Crépuscule, Pierre Bonnard
En 1985, cette oeuvre capitale de Pierre Bonnard (1867-1947) est entrée au musée d’Orsay grâce au don don de M.Daniel Wildenstein par l’intermédiaire de la SAMO. Il s’agit là d’un enrichissement considérable car cette toile , de format exceptionnel, est le chef d’oeuvre de la période nabie de l’artiste dans les années 1880-1890 et résume son apport à l’esthétique du mouvement
Cette toile de Bonnard, alors âgé de 25 ans et co-fondateur du groupe des Nabis en 1888, résume toutes les découvertes de ses débuts nabis: planéité du tableau, autonomie de la couleur et dessin sinueux en arabesque.

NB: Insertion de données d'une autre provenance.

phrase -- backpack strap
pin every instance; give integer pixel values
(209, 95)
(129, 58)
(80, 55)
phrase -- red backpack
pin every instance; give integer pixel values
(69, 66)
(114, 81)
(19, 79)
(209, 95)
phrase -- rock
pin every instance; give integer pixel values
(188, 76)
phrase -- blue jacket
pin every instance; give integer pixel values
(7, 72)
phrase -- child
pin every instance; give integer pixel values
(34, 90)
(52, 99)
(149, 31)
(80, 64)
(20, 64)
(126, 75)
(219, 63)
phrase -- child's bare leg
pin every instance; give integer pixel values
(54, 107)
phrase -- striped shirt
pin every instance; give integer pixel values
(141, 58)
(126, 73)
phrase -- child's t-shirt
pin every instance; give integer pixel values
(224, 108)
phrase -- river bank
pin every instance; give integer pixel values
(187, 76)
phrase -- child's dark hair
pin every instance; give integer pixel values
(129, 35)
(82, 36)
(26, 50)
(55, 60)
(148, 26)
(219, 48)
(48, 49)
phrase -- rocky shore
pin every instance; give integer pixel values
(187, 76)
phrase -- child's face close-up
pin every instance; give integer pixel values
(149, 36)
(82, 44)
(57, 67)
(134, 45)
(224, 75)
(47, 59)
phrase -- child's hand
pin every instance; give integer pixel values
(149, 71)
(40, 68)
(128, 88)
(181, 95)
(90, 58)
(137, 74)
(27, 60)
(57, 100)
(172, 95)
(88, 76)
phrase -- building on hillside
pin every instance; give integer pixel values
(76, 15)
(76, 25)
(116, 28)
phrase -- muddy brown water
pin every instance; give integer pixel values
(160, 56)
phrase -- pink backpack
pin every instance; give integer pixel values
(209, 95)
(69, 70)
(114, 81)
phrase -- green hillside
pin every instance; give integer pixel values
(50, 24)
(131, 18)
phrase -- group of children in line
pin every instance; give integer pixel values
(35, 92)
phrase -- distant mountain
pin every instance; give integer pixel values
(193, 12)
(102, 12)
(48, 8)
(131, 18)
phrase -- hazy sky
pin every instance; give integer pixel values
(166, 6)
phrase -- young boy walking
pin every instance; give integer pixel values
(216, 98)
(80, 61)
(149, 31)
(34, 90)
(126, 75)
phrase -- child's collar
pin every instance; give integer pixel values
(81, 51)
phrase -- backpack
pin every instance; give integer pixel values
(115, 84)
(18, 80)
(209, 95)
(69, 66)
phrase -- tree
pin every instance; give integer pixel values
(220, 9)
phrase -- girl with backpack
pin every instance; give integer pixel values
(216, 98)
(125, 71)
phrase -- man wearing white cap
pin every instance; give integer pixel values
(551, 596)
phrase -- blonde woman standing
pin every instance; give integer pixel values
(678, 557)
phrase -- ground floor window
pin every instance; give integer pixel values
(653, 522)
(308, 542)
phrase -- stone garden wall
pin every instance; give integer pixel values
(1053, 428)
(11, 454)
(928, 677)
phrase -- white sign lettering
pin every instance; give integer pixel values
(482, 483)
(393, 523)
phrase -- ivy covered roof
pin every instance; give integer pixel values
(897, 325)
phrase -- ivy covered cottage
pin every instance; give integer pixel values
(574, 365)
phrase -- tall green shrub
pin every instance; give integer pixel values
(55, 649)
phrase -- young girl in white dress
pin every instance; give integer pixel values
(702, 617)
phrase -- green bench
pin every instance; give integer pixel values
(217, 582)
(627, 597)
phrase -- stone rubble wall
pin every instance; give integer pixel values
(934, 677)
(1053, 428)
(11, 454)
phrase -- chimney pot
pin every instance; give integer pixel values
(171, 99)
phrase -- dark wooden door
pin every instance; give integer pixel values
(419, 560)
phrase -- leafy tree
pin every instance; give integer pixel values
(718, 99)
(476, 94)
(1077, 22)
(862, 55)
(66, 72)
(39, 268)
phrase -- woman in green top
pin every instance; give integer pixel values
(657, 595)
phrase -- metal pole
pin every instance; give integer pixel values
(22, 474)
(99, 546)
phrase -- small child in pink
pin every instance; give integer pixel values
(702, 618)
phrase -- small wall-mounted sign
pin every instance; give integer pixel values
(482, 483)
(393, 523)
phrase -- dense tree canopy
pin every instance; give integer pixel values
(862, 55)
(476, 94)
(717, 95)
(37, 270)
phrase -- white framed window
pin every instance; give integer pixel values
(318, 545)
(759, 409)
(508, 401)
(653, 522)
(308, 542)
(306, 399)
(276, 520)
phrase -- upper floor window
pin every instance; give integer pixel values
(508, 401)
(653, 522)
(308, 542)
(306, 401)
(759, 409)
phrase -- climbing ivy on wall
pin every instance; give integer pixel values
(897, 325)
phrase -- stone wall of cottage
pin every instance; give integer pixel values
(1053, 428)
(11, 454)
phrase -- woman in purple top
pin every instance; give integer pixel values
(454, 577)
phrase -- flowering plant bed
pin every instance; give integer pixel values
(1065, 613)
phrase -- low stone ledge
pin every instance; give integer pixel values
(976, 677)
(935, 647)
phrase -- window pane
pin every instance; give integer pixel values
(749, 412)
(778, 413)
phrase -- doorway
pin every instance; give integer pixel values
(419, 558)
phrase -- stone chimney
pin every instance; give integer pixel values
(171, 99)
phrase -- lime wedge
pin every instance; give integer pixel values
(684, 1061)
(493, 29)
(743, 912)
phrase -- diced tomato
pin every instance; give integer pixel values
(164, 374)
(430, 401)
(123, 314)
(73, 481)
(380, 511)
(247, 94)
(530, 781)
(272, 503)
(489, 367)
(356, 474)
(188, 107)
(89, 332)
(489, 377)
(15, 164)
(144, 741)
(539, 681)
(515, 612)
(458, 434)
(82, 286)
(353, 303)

A son exposition au Salon des Indépendants en 1892, le tableau était intitulé « Crépuscule », faisant passer au second plan le jeu réunissant les protagonistes. Le croquet, en vogue depuis les années 1850 est pratiqué ici dans la propriété familiale du Clos au Grand Lemps, dans l’Isère, par le père de l’artiste, son beau-frère-le compositeur Antoine Terrase-, sa soeur Andrée, et une cousine Berthe Schlin.
A l’arrière-plan, cinq jeunes femmes vêtues de blanc dansent une ronde endiablée. Cette apparition lumineuse évoque un monde imaginaire qui semble détaché de la réalité des silhouettes en aplats des joueurs de croquet, par l’utilisation d’une perspective inhabituelle. Des buissons coupés par le cadre inférieur de la toile masquent le bas des silhouettes, conférant à l’espace une atmosphère irréelle. L’agencement de plusieurs points de vue dans une même composition paraît être un des aspects les plus originaux de la période nabie de Bonnard, qui seul pourrait lui valoir son surnom de « Nabi japonard ».

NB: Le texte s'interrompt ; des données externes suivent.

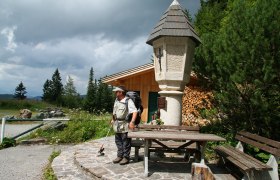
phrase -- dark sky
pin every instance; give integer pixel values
(38, 36)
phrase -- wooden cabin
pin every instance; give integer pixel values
(142, 80)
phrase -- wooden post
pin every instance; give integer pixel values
(201, 172)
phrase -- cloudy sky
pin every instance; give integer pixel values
(38, 36)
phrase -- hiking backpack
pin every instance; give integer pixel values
(138, 104)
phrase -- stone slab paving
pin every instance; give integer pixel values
(84, 162)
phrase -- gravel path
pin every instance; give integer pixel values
(25, 162)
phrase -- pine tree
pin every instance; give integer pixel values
(240, 58)
(71, 98)
(47, 91)
(90, 100)
(57, 88)
(20, 92)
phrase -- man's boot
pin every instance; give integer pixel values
(124, 161)
(117, 160)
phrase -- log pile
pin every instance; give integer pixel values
(195, 99)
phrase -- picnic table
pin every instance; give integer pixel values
(200, 139)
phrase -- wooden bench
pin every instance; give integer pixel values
(165, 146)
(249, 166)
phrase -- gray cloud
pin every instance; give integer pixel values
(38, 36)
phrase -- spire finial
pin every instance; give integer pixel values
(175, 2)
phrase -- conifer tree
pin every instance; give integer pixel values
(71, 98)
(20, 92)
(239, 56)
(47, 91)
(90, 100)
(57, 88)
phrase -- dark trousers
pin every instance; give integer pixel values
(123, 144)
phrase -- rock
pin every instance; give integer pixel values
(25, 114)
(40, 116)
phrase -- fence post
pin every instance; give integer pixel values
(2, 130)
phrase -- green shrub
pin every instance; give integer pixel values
(7, 142)
(82, 127)
(48, 172)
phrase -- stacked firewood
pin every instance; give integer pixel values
(195, 99)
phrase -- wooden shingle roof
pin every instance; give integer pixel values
(129, 72)
(174, 22)
(134, 71)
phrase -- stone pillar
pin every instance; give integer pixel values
(172, 114)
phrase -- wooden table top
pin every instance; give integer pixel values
(174, 135)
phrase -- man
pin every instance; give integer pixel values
(122, 107)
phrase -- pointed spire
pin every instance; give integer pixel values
(174, 22)
(175, 2)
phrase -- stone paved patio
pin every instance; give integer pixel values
(82, 161)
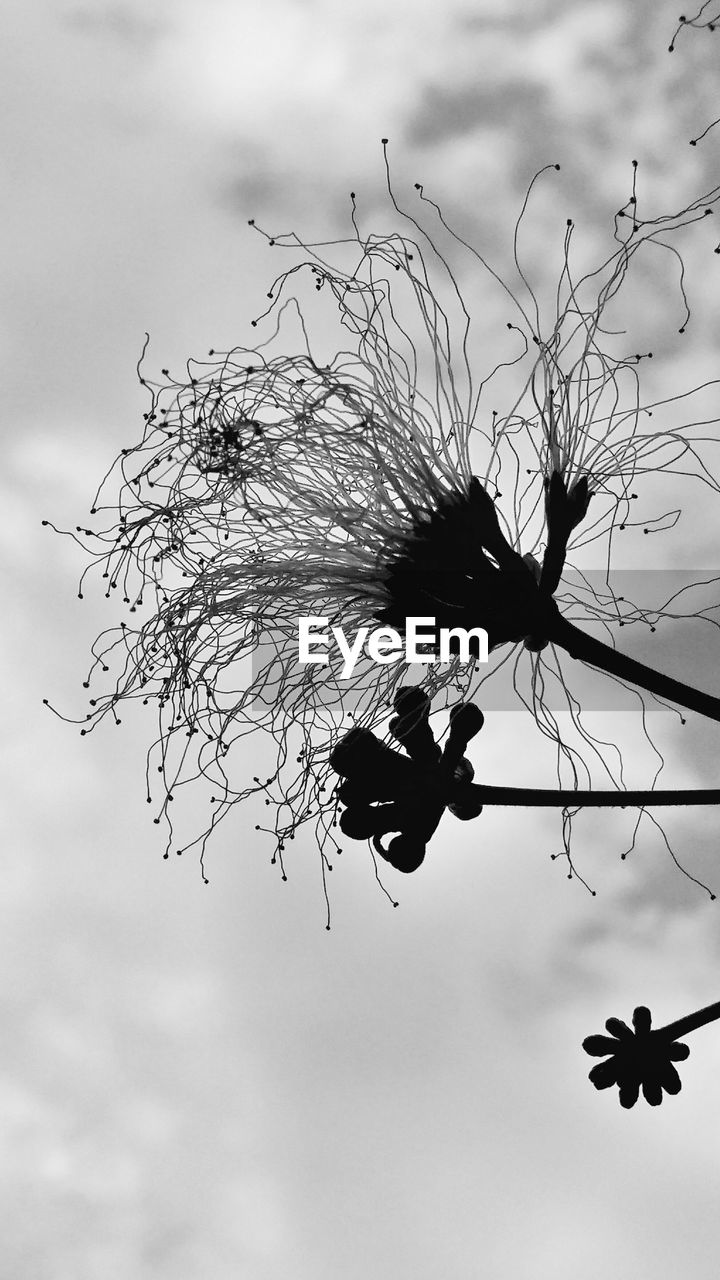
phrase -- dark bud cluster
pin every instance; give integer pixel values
(384, 791)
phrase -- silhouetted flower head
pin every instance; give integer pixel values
(356, 478)
(384, 791)
(639, 1059)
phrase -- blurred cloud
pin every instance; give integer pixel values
(201, 1080)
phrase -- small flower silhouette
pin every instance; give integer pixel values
(639, 1059)
(384, 791)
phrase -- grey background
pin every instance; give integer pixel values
(201, 1080)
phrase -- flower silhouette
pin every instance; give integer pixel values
(638, 1059)
(384, 791)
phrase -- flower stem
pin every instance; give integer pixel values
(586, 648)
(540, 798)
(691, 1023)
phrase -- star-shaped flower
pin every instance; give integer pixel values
(639, 1059)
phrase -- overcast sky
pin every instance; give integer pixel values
(201, 1080)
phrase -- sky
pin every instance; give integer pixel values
(201, 1080)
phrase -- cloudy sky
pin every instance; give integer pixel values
(201, 1080)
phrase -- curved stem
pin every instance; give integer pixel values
(540, 798)
(593, 652)
(691, 1023)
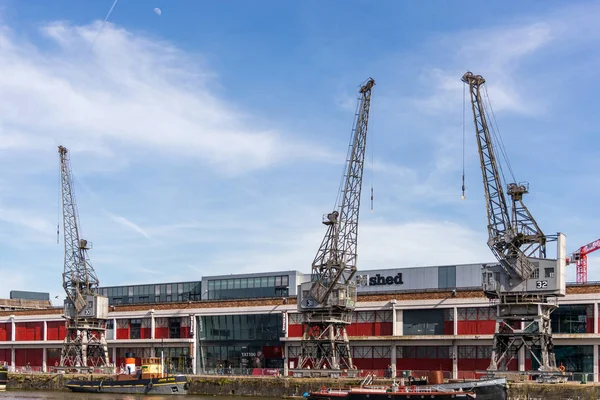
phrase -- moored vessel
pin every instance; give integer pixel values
(150, 379)
(3, 377)
(486, 389)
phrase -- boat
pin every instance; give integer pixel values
(484, 389)
(150, 379)
(3, 377)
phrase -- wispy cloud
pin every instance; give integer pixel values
(127, 92)
(130, 225)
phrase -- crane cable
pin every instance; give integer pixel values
(372, 167)
(58, 203)
(464, 111)
(498, 142)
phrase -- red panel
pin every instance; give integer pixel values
(363, 363)
(380, 363)
(56, 330)
(386, 329)
(298, 330)
(448, 327)
(21, 331)
(5, 332)
(485, 327)
(5, 356)
(272, 352)
(122, 333)
(32, 356)
(52, 362)
(423, 364)
(36, 329)
(161, 333)
(351, 330)
(145, 333)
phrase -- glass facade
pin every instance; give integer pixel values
(573, 358)
(247, 288)
(228, 342)
(423, 322)
(577, 318)
(156, 293)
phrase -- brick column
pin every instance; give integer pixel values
(595, 317)
(286, 362)
(13, 332)
(44, 357)
(454, 356)
(393, 358)
(196, 335)
(522, 359)
(595, 369)
(455, 327)
(153, 324)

Le contraste entre l’effet de frise du premier plan et la scène mouvementée du fond n’est pas la seule audace du tableau. L’artiste découpe et juxtapose les figures linéaires et les éléments du paysage sans hiérarchie apparente, à la manière d’un patchwork. Cela donne l’impression de jeter un coup d’oeil dans un jardin privé à travers le feuillage et d’y discerner soudain chaque détail l’un après l’autre, donnant à la scène le charme de l’authenticité.

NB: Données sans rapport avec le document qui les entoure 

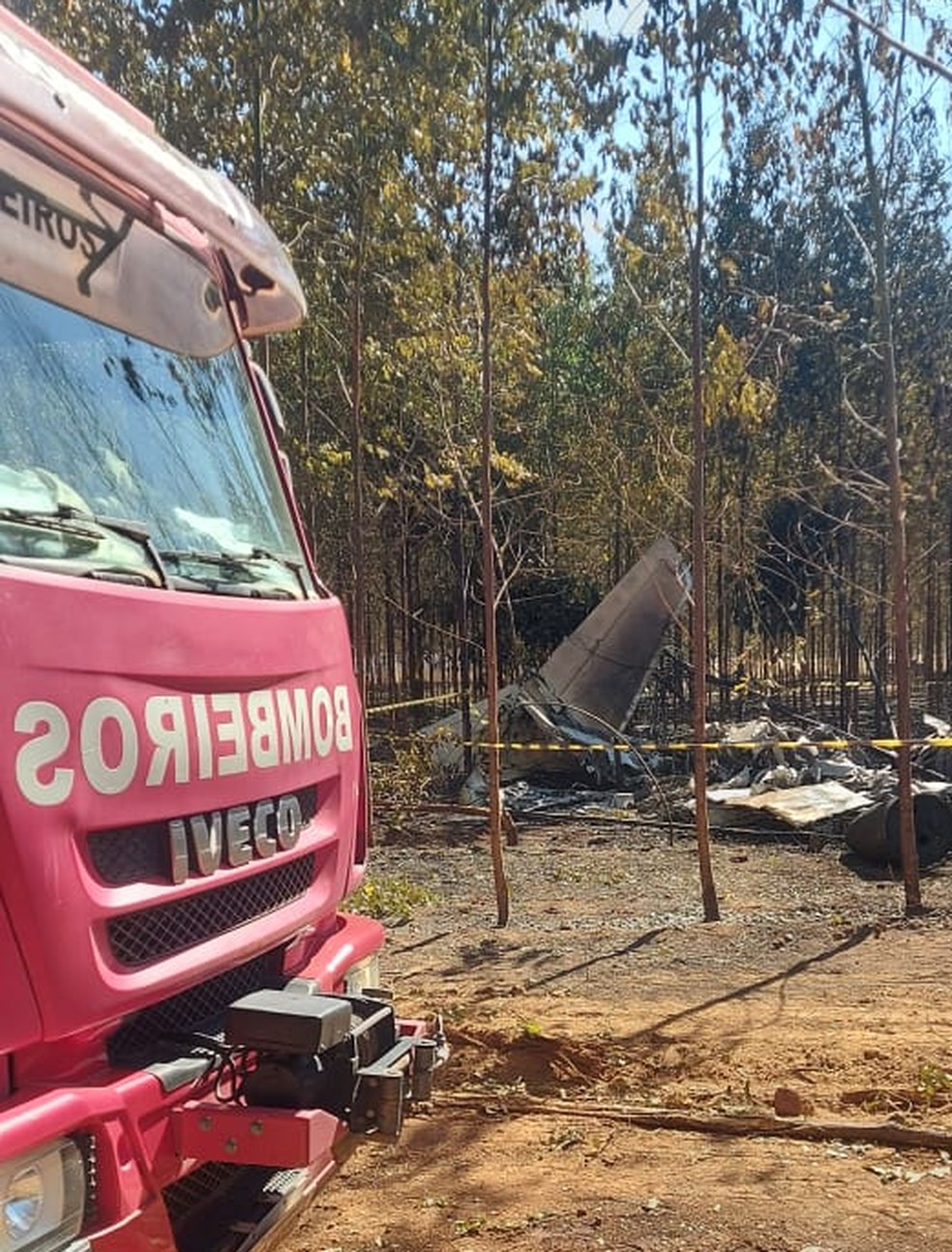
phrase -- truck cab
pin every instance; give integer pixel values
(192, 1038)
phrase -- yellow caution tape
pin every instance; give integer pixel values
(685, 746)
(413, 703)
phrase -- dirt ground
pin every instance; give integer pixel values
(608, 1001)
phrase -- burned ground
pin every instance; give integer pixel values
(608, 999)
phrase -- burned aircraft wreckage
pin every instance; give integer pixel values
(572, 739)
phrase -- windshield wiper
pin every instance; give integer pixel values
(252, 574)
(81, 533)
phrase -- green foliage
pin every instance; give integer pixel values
(357, 128)
(394, 899)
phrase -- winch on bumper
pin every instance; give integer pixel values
(294, 1059)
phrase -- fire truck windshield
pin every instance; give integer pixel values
(98, 425)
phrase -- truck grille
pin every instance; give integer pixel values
(199, 1008)
(149, 934)
(217, 1207)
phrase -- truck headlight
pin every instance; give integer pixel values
(42, 1199)
(362, 976)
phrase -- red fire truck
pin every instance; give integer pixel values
(191, 1038)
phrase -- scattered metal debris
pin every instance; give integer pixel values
(568, 745)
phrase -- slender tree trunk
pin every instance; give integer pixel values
(489, 556)
(358, 580)
(699, 616)
(898, 563)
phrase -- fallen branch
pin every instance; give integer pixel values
(888, 1133)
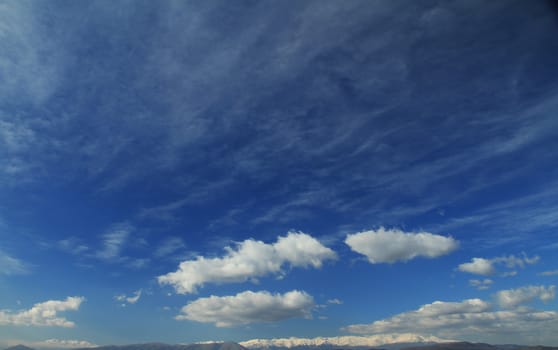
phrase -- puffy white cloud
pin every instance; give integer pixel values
(481, 284)
(130, 300)
(248, 307)
(389, 246)
(513, 297)
(42, 314)
(10, 265)
(250, 259)
(470, 319)
(478, 266)
(487, 267)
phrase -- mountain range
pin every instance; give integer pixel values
(407, 342)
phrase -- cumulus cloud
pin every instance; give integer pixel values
(43, 314)
(249, 260)
(129, 299)
(478, 266)
(481, 284)
(392, 245)
(487, 267)
(248, 307)
(11, 266)
(513, 297)
(473, 319)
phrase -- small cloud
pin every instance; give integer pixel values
(72, 245)
(169, 246)
(511, 298)
(481, 284)
(478, 266)
(42, 314)
(113, 242)
(335, 301)
(548, 273)
(390, 246)
(487, 267)
(248, 307)
(11, 266)
(129, 299)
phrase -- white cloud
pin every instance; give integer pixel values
(169, 246)
(487, 267)
(478, 266)
(11, 266)
(52, 343)
(345, 341)
(473, 319)
(248, 307)
(113, 241)
(42, 314)
(481, 284)
(389, 246)
(250, 259)
(513, 297)
(129, 299)
(72, 245)
(549, 273)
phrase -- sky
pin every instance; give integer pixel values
(183, 171)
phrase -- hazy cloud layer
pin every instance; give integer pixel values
(248, 307)
(481, 284)
(474, 319)
(250, 259)
(392, 245)
(487, 267)
(11, 266)
(43, 314)
(128, 299)
(511, 298)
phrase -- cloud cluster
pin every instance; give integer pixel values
(511, 298)
(43, 314)
(250, 259)
(390, 246)
(472, 317)
(248, 307)
(487, 267)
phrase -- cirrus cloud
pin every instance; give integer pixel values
(43, 314)
(392, 245)
(513, 297)
(251, 259)
(248, 307)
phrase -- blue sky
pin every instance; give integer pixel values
(185, 171)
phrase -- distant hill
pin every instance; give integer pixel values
(162, 346)
(477, 346)
(19, 347)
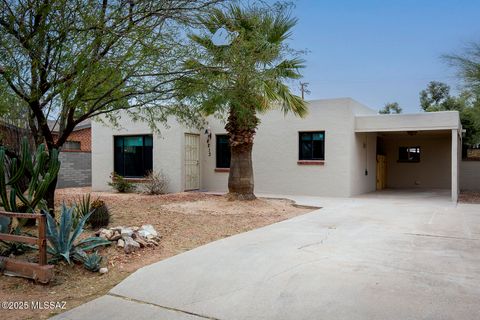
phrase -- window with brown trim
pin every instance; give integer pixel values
(409, 154)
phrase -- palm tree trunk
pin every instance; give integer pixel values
(240, 179)
(241, 133)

« Crépuscule » résume également tous les principes du japonismes de Bonnard. Nous y retrouvons tout ce qu’il a puisé dans les estampes japonaises auxquelles il s’intéressait: des figures féminines dans un paysage, un sujet de la vie quotidiennes pris sur le vif, ainsi q’une composition décorative et pleine de légèreté.
Bonnard, post-impressionniste, s’oriente vers une nouvelle esthétique dite « décorative » fusionnant paysage et sujet de la « vie moderne ». La toile de Bonnard préfigure également certaines innovations du XXème siècle, notamment les tableaux cubistes ou ceux de Matisse, elle annonce également l’abstraction pure de Jackson Pollock et de la peinture américaine des années 1950.
LE SAVIEZ-VOUS?
Même les critiques les plus avertis ont été déconcertés par l’originalité de cette oeuvre en 1892. Bonnard devait particulièrement la chérir également, car de la même façon que dans le « Portrait de Claude Terrasse » (conservé au musée d’Orsay, RF 1980 2), la partie de Croquet apparaît à l’arrière plan d’une petite scène d’intérieur « La femme à la rose », 1909.